The roots of conspicuous decline of the influence of parties grown under the now-defunct Communist International, a global phenomenon, are in Leninism. The October Revolution (1917) was a coup unlike the February Revolution (1917) when people were up against the atrocities of the Czar. The works of Oskar Anweiler, Alexander Rabinowitch and others clearly indicate that the Bolsheviks under Lenin forgot the categorical statement of Engels in the preface to the 1888 edition (English) of the Communist Manifesto that for the ultimate triumph of the ideas in the Manifesto, “Marx relied solely and exclusively on the intellectual development of the working class, as it necessarily had to ensue from united action and discussion,” and not outsiders or so-called “professional revolutionaries”, one of Lenin’s faulty ideas.
Perhaps the best living Marx scholar of Asia, Paresh Chattopadhyay in a paper, “Illusion of the Epoch — Twentieth Century Socialism” demolished the myth of Leninism, the basis of 20th century socialism. For Marx, socialism is synonymous with communism. For Lenin, socialism was “the lower form of communism”. The Bolshevik Revolution was no more than a seizure of power sans revolutionary conditions. Lenin’s arguments such as completion of the bourgeois revolution in February 1917 and his declaration in 1915 on the possibility of socialist revolution outside Europe, given the ‘unequal development of capitalism’ were perceived in a tearing hurry a few months after the October seizure of power, “differently from what Marx and Engels had expected.” Marx wrote in a polemic in 1844, “Without revolution socialism cannot be viable. It needs this political act to the extent that it needs destruction and dissolution. However, where its organising activity begins, where its aim and soul stand out, socialism throws away its political cover” (Kritische Randglossen zu dem Artike or Critical Marginal Notes on the Article “The King of Prussia and Social Reform of a Prussian”). For a revolution, Marx is not essential, but in achieving radical change in social relations, Marxian socialism presents a well-defined trajectory.

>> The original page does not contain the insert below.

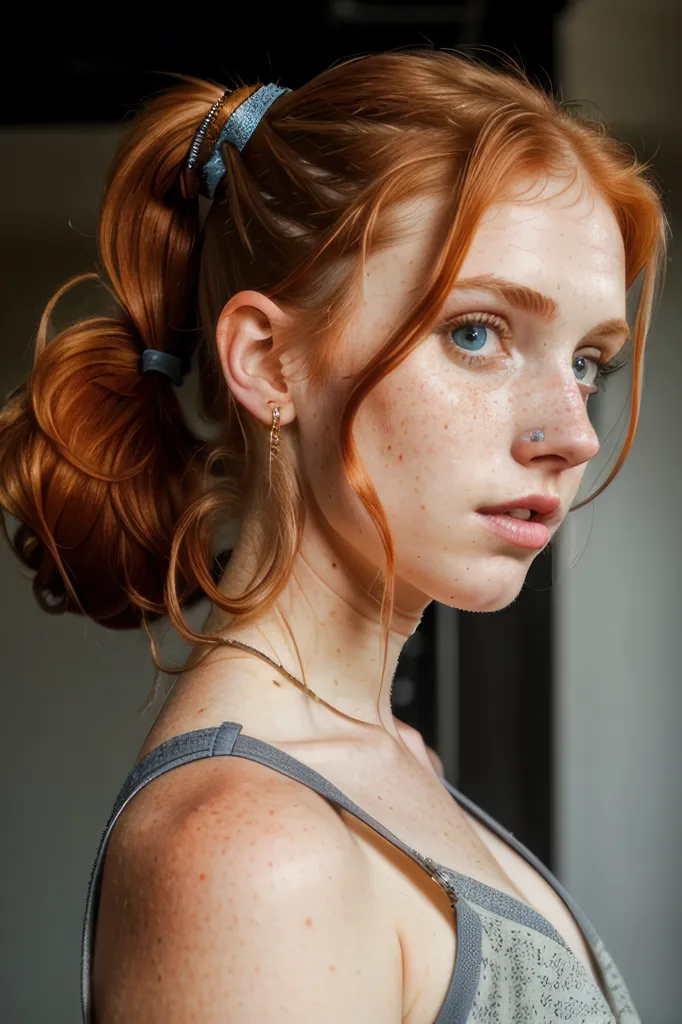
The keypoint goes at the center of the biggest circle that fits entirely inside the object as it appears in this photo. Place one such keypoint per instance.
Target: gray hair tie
(162, 363)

Lenin’s theory of ‘socialist state’ was an oxymoron, a self-contradiction in Lenin who in his State and Revolution, wrote, “So long as the state exists there is no freedom, where there is freedom, there is no state.” The same Lenin stressed on the need for a “bourgeois state” to enforce “bourgeois right” in the first phase of the new society. But Marx in a letter to Dr Ludwig Kugelman on 12 April 1871 wrote, “If you look at the last chapter of my Eighteenth Brumaire you will find that I say that the next attempt of the French revolution will be no longer, as before, to transfer the bureaucratic-military machine from one hand to another, but to smash it, and this is essential for every real people’s revolution on the Continent.”
Marxists have to preserve Marxism from the distortions of Lenin, although he was one of the greatest revolutionaries in the history of human civilisation. We all gravitated to Marxism through Lenin. The point is to remember Marx’s motto, taken from Descartes: De omnibus dubitandum (doubt everything).